Comenzó siendo un torneo loco, terminó ajustándose a la lógica pura. El hecho de que Alex Corretja fuera el finalista lo ratifica. El español, en canchas lentas, siempre es candidato. Guga tuvo que sortear, en su camino a la final, a Kafelnikov y Ferrero. El español era el otro gran candidato al título el día que comenzó Roland Garros. Kafelnikov siempre es un hueso duro en un gran torneo. Se decía que el que ganara de Kuerten y Ferrero sería el campeón, y así fue. En realidad, el brasileño comenzó a ganar el torneo el día que logró zafar de un match point contra el ignoto Michael Russell en el tercer set. El 250 del mundo lo tuvo KO y no lo pudo terminar. De esa situación salió fortalecido anímica y espiritualmente. Después ya no tuvo sobresaltos, ni aún contra Ferrero.

Guga vive su fiesta, ya tiene 3 Roland Garros en el bolsillo y está bien. Por el lado de las damas no ganó Hingis, como se esperaba por ser la número uno del mundo; pero ganó Capriati, que era la otra gran candidata. Jennifer demostró que lo de Australia fue sólo el comienzo de una nueva etapa de su vida, profesional y personal.

El torneo se hizo pedazos la primera semana. Por el lado de abajo perdieron rápidamente Venus, Dockic, Mauresmo, Dementieva. Le dejaron el camino abierto a que Kim Clijsters y Justin Henin hicieran que Bélgica se anotara por primera vez en un torneo de Grand Slam.

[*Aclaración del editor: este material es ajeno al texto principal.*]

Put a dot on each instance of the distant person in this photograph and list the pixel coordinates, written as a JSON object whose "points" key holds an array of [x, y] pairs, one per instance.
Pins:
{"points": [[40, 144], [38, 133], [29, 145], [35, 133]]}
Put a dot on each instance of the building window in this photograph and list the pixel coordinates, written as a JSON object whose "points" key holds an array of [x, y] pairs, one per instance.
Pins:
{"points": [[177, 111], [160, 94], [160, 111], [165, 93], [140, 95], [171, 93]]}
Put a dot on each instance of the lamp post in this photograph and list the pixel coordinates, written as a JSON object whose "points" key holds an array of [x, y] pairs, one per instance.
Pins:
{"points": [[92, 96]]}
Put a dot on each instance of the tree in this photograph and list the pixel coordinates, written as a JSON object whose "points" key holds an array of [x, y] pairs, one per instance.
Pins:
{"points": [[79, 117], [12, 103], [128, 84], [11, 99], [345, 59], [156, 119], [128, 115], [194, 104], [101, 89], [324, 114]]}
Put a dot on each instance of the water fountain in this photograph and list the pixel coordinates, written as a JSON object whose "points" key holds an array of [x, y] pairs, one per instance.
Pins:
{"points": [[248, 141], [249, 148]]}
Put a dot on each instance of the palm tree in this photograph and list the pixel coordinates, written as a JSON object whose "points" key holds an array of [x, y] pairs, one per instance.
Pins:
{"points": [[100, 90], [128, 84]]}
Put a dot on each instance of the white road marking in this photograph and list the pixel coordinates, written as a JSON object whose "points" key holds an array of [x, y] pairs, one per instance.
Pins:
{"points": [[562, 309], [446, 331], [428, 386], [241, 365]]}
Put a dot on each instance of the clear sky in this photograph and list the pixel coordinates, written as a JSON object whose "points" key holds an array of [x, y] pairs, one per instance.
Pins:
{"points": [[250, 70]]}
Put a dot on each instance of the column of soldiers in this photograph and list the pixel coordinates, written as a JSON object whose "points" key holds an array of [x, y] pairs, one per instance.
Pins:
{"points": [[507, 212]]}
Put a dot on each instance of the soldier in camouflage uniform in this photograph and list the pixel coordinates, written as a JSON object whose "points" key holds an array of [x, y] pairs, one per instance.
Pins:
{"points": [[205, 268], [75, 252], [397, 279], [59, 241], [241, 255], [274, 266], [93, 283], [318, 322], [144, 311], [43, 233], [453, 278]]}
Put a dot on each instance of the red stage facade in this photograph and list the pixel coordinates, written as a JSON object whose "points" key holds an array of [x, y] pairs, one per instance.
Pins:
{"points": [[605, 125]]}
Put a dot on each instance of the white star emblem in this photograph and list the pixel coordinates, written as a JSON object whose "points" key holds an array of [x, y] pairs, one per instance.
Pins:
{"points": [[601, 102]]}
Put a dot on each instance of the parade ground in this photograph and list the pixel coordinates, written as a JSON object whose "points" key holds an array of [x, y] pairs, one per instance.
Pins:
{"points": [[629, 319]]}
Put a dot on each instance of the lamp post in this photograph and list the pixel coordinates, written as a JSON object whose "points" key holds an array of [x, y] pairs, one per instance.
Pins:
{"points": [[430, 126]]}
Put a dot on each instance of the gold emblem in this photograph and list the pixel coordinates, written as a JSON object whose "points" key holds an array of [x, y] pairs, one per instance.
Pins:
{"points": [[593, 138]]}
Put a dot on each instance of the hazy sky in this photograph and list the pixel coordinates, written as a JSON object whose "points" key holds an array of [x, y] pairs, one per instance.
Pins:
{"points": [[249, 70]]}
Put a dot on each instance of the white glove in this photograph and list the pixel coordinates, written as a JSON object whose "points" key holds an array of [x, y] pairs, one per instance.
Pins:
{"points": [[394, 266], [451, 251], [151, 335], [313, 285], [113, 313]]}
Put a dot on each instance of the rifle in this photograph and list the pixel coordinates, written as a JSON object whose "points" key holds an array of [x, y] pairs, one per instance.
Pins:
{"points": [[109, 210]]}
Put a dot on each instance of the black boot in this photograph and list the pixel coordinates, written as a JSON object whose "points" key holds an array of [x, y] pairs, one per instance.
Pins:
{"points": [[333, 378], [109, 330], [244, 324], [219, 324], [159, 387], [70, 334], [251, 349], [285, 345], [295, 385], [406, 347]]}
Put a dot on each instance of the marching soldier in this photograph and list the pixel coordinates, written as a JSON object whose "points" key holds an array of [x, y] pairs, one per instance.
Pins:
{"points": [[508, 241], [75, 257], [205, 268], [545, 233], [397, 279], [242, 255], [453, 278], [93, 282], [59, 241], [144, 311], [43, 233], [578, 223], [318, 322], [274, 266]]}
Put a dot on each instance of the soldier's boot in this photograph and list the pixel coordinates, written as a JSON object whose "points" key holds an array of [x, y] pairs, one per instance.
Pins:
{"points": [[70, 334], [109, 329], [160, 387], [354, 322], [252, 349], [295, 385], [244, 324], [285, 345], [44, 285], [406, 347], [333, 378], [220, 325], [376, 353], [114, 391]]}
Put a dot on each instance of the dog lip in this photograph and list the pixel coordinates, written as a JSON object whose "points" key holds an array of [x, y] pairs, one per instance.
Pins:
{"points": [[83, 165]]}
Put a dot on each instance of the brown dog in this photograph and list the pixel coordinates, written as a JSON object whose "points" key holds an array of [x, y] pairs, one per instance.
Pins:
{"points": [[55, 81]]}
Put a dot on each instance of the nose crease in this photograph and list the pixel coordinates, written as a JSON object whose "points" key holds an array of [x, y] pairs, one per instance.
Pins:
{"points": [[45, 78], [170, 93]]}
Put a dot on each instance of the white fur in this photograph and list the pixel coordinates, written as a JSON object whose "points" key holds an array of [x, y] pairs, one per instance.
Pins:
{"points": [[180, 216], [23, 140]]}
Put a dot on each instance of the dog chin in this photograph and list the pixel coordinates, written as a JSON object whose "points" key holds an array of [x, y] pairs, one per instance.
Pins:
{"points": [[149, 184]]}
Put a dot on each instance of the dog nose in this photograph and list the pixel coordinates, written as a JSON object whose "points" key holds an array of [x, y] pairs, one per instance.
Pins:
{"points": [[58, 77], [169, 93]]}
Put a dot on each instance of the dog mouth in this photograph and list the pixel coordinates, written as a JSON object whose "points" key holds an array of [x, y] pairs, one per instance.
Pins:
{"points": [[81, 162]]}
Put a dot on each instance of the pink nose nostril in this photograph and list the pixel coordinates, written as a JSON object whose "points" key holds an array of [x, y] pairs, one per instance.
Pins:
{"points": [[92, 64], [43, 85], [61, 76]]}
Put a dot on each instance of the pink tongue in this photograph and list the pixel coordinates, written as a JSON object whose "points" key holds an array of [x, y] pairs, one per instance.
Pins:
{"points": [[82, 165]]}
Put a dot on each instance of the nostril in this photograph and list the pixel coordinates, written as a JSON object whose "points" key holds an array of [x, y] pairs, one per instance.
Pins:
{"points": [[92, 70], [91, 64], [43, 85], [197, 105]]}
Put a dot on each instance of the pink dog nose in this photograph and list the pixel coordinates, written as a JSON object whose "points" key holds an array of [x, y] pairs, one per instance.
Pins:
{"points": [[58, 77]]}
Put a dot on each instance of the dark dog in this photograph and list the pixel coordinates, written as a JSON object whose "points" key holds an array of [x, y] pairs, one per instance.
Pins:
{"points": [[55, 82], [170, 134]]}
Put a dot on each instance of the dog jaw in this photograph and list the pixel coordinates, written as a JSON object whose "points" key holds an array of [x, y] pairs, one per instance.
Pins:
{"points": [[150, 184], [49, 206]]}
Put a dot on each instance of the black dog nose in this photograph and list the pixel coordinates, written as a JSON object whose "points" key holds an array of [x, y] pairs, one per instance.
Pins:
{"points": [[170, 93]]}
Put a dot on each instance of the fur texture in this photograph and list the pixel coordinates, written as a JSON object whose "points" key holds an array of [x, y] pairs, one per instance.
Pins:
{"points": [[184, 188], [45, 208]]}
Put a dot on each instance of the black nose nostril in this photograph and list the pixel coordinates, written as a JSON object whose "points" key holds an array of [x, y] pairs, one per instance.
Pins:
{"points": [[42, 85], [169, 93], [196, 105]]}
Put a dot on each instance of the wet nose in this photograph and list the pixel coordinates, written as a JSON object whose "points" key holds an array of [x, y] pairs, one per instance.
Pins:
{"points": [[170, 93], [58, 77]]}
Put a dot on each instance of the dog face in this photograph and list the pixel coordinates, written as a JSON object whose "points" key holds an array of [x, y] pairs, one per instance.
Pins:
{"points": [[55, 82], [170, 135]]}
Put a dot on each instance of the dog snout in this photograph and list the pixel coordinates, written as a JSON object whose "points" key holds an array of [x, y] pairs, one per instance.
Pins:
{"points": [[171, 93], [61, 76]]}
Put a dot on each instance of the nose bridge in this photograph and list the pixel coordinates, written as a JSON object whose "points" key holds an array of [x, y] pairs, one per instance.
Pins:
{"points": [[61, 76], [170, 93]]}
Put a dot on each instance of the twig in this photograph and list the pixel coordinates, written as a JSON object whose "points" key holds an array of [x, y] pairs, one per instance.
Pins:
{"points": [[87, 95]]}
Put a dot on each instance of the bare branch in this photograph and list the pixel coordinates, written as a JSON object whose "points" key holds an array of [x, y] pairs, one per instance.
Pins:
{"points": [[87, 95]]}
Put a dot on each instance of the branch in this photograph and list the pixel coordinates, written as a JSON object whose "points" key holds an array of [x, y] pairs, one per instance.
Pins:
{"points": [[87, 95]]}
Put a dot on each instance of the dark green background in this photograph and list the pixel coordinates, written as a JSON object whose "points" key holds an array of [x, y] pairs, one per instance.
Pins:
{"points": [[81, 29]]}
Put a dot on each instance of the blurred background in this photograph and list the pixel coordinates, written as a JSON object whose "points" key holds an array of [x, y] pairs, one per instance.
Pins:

De las dos quedó Clijster, hasta aquí más conocida como la novia de Lleyton Hewitt que por su juego. Ahora Lleyton será el novio de la finalista de Roland Garros.

La final fue olvidable, plagada de errores, será recordada como la más larga y nada más. Es cierto, sobre el final fue emotiva y basta.

Para Capriati -que no fue ni por asomo la misma que se adjudicara el Abierto de Australia-le queda la alegría de haber logrado su segundo título, pero por encima de todo, la esperanza de que ganando Wimbledon y el US Open, nada más y nada menos se podrá transformar en la cuarta jugadora de la historia en lograr el Grand Slam, cosa que no ocurre desde que Steffie Graf lo lograra en 1988.

Para los nuestros fue un buen torneo. Por lo menos ésa es la sensación después de disfrutar junto a Paola Suárez del primer título de Roland Garros alcanzado por una dama. Paola se quedó en la puerta del doble mixto, pero tuvo la enorme satisfacción de ganar el doble de damas junto a su compañera Virginia Ruano, con quien están consideradas como la pareja número 2 del mundo.

Brian Dabul, con apenas 17 años recién cumplidos y su primer Roland Garros, accedió a la final demostrando «el Petizo» -que es bajito para jugar al tenis de hoy-(mide 1,68) tener enormes condiciones. Es fuerte físicamente, potente, talentoso, de gran anticipo para leer los tiros de su rival y muy buenos golpes. Además es dirigido por Daniel García, lo cual representa toda una garantía de que su futuro será bien manejado.

Nos fuimos de Roland Garros con una muy buena sensación, porque a los Paola y Brian hay que sumarles que 50% de nuestros representantes cayeron contra los finalistas. Coria y Calleri con Guga. Zabaleta con Corretja. Salerni y Díaz Oliva con Clijster y Suárez con Henin. No nos podemos quejar. Paciencia, en una de ésas, el año que viene se da. Ojalá esto signifique un presagio.